Sus ojos estaban vidriosos. Me di cuenta cuando me colocaba un letrero. De ellos brotaban lágrimas que se ensuciaban al resbalar por su rostro reseco. Colocó un pedazo de cartón en el suelo para que yo me parase allí. Me acariciaba con esas manos ahora ásperas y me colocó en el cuello la correa.
Qué lejos están los días cuando su mirada irradiaba luz y en su boca se podían ver todos sus dientes. Ahora, los pocos que quedan están amarillos. Ya no sonríe. Extraño el cojín donde me acomodaba a su lado. Hemos caminado tanto últimamente; el frío entra en los huesos. La comida no es la misma y a veces no hay nada en el plato, pero estar a su lado es para mi lo más importante. Me abraza y me dice que soy un buen chico y que me quiere. Se levanta y se va, intento seguirlo y es entonces que noto que la correa está atada a un poste. Le llamo como siempre lo hago y él se aleja apurado y encogido. Quiero ver qué dice el letrero pero no puedo sacarlo de mi cuello.

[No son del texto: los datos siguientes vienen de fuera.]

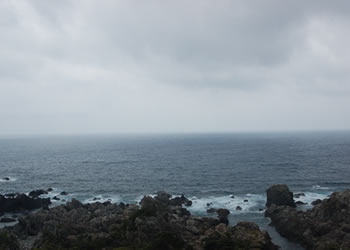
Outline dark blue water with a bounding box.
[1,132,350,249]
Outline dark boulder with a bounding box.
[236,206,242,211]
[47,188,53,192]
[28,189,48,198]
[311,199,322,206]
[207,208,216,213]
[2,177,10,181]
[169,194,192,207]
[266,189,350,249]
[294,192,305,198]
[52,196,60,201]
[216,208,230,225]
[295,201,307,205]
[266,184,295,208]
[60,191,68,196]
[0,193,51,213]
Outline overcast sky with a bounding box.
[0,0,349,134]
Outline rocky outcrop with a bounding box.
[266,187,350,249]
[0,191,278,250]
[0,194,51,214]
[28,189,48,198]
[266,184,295,208]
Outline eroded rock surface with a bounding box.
[266,187,350,250]
[1,192,278,250]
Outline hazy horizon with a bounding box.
[1,1,350,134]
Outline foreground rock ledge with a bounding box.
[0,192,278,250]
[266,187,350,250]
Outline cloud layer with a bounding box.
[1,0,350,134]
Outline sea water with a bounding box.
[1,132,350,249]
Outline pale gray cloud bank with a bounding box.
[0,0,349,134]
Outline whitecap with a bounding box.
[0,177,17,182]
[84,194,121,204]
[312,185,330,190]
[186,194,266,215]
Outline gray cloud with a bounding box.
[0,0,350,134]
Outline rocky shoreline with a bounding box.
[0,190,278,250]
[0,185,349,249]
[265,185,350,250]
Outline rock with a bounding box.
[155,191,171,203]
[28,189,48,198]
[207,208,216,213]
[216,208,230,225]
[0,193,51,213]
[294,192,305,198]
[295,201,307,205]
[2,177,10,181]
[236,206,242,211]
[230,195,235,199]
[266,184,295,208]
[244,199,248,202]
[169,194,192,207]
[0,217,16,223]
[311,199,322,206]
[259,208,264,211]
[52,196,60,201]
[206,202,212,207]
[60,191,68,196]
[47,188,53,192]
[265,189,350,249]
[0,190,278,250]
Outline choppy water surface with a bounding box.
[1,132,350,249]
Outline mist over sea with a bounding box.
[1,132,350,248]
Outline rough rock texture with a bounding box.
[266,184,295,208]
[0,194,51,214]
[0,192,278,250]
[266,188,350,250]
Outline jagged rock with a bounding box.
[296,201,307,205]
[266,189,350,249]
[169,194,192,207]
[311,199,322,206]
[60,191,68,196]
[216,208,230,225]
[0,191,278,250]
[266,184,295,207]
[236,206,242,211]
[47,188,53,192]
[294,192,305,198]
[244,199,248,202]
[52,196,60,201]
[28,190,48,198]
[207,208,216,213]
[0,193,51,213]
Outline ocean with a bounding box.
[1,132,350,249]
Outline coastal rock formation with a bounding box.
[266,187,350,249]
[266,184,295,208]
[0,191,278,250]
[0,194,51,214]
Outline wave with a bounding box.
[312,185,330,190]
[84,194,122,204]
[186,194,266,215]
[81,160,135,165]
[294,192,330,205]
[0,177,17,182]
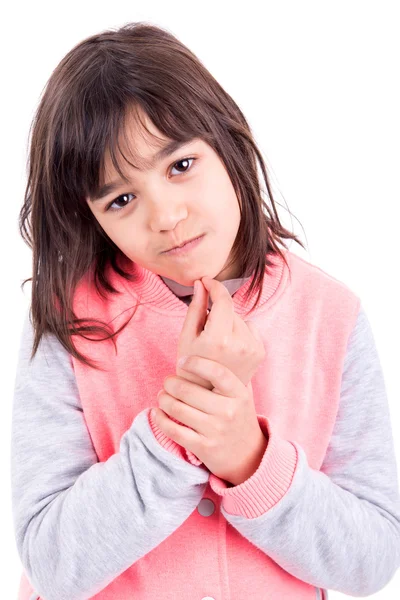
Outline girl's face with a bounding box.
[86,109,242,286]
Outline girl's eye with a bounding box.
[170,156,196,176]
[105,193,135,213]
[105,156,197,213]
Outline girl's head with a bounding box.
[86,104,242,285]
[19,21,304,368]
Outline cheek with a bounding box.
[218,189,241,232]
[98,220,141,255]
[103,218,130,240]
[201,177,239,218]
[210,169,240,217]
[91,213,115,237]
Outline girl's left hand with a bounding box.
[153,354,268,486]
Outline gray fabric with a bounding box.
[220,307,400,596]
[11,308,209,599]
[10,305,400,598]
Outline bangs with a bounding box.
[21,21,304,369]
[84,102,207,205]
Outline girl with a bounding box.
[11,21,400,600]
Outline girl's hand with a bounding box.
[155,355,268,485]
[176,277,265,389]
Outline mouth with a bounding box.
[161,234,205,256]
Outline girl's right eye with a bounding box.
[105,193,135,213]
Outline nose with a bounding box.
[147,185,188,232]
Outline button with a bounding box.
[197,498,215,516]
[201,597,215,600]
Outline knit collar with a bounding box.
[159,274,252,308]
[116,250,288,317]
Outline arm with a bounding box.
[208,305,400,596]
[11,308,209,600]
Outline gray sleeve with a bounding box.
[10,307,209,600]
[221,305,400,597]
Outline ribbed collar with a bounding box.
[116,250,288,317]
[159,274,252,309]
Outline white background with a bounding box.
[1,1,399,598]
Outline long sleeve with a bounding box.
[208,305,400,597]
[10,308,209,600]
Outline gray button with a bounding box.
[197,498,215,516]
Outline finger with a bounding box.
[232,310,254,340]
[163,375,214,413]
[230,310,264,349]
[179,355,244,397]
[200,277,234,339]
[244,321,265,365]
[243,319,263,344]
[153,407,203,449]
[158,389,210,427]
[181,279,209,341]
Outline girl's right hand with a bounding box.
[175,277,265,390]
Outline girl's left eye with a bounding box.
[105,156,197,213]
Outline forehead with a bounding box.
[103,108,170,174]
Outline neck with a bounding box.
[114,250,289,317]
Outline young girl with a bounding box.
[11,21,400,600]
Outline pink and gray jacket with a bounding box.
[11,249,400,599]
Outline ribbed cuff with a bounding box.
[209,415,298,518]
[148,408,203,466]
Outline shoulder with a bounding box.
[285,249,360,296]
[283,249,361,322]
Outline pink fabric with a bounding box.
[18,248,359,599]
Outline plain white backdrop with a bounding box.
[1,1,399,598]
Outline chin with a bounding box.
[180,276,204,287]
[176,273,210,287]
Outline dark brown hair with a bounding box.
[19,21,306,370]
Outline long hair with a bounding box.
[19,21,306,370]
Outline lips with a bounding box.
[163,235,203,253]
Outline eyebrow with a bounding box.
[90,139,193,203]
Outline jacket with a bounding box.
[11,248,400,599]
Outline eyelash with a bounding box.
[105,156,197,213]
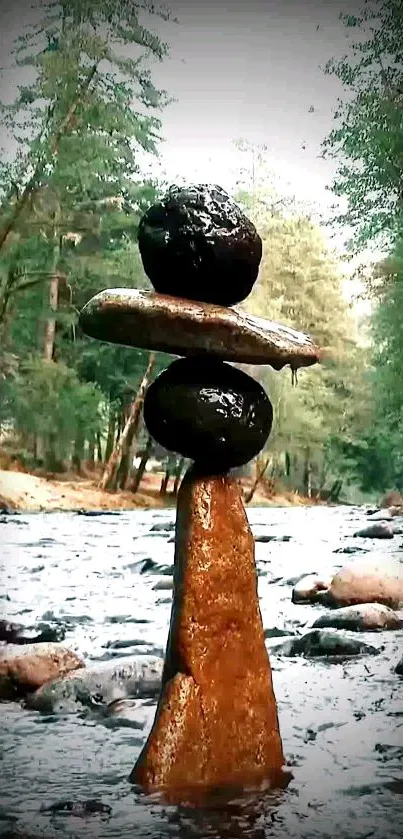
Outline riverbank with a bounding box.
[0,468,316,513]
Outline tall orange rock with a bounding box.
[131,467,285,795]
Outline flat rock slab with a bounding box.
[79,289,320,370]
[131,467,286,795]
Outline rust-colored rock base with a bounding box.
[130,467,285,796]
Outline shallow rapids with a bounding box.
[1,505,402,838]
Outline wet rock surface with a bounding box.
[1,505,403,838]
[131,469,285,793]
[79,289,320,370]
[137,184,262,306]
[143,358,273,469]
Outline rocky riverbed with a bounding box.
[1,504,403,838]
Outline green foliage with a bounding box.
[238,200,367,495]
[0,0,173,471]
[2,357,104,468]
[322,0,403,251]
[0,0,171,321]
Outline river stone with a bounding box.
[291,573,332,604]
[312,603,403,632]
[270,629,379,658]
[395,656,403,676]
[130,467,286,794]
[366,510,394,522]
[79,289,319,371]
[379,491,403,509]
[0,643,84,699]
[353,523,394,539]
[325,558,403,609]
[137,184,262,306]
[143,358,273,469]
[26,655,164,713]
[0,619,65,645]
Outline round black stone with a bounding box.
[137,184,262,306]
[143,358,273,469]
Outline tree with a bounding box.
[0,0,172,328]
[322,0,403,252]
[0,0,174,472]
[1,356,103,470]
[238,205,368,498]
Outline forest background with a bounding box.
[1,0,402,507]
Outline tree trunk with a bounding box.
[160,467,171,496]
[96,432,103,464]
[119,417,146,490]
[303,447,312,498]
[43,273,59,361]
[160,453,176,495]
[99,353,155,492]
[130,435,154,494]
[244,455,271,504]
[87,436,95,469]
[105,408,116,463]
[72,429,85,474]
[173,457,185,496]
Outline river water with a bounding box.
[1,505,403,839]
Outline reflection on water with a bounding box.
[1,505,403,838]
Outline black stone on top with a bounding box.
[137,184,262,307]
[143,357,273,470]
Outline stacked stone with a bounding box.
[79,184,320,801]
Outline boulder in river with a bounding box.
[40,799,112,817]
[0,643,84,700]
[312,603,403,632]
[268,629,379,658]
[325,558,403,609]
[104,697,150,729]
[0,619,65,645]
[152,578,173,591]
[131,468,286,793]
[366,510,394,522]
[379,490,403,509]
[291,574,332,604]
[0,493,16,514]
[26,655,163,713]
[353,523,394,539]
[395,656,403,676]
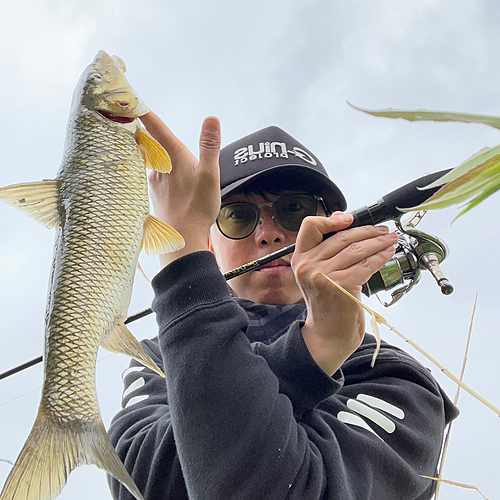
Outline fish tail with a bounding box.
[0,412,144,500]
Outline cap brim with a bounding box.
[220,164,347,213]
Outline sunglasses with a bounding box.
[217,194,328,240]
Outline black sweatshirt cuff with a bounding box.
[151,251,232,330]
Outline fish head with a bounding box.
[72,50,150,123]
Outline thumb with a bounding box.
[199,116,221,168]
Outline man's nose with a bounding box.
[255,209,285,245]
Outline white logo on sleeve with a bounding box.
[121,366,150,409]
[337,394,405,441]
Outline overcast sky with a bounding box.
[1,1,500,499]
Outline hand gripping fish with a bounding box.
[0,51,184,500]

Las horas han pasado, hace frío. Algunas personas me acarician, algunas ponen comida frente a mi. Miro hacia la esquina y allí lo veo parado. Se esconde otra vez. Le vuelvo a llamar, esta vez más fuerte, pero ya no está. De pronto una mano se acerca, huele bien. Es muy suave y me acaricia la cabeza. Coge el letrero y lo lee en voz alta: es un buen chico. Desata la correa del poste y me jala para caminar a su lado. Me vuelve a acariciar, se agacha, me mira a los ojos y me dice: yo te voy a cuidar. Camino detrás de ella. Volteo por última vez y allí está mirándome y diciéndome adiós con la mano.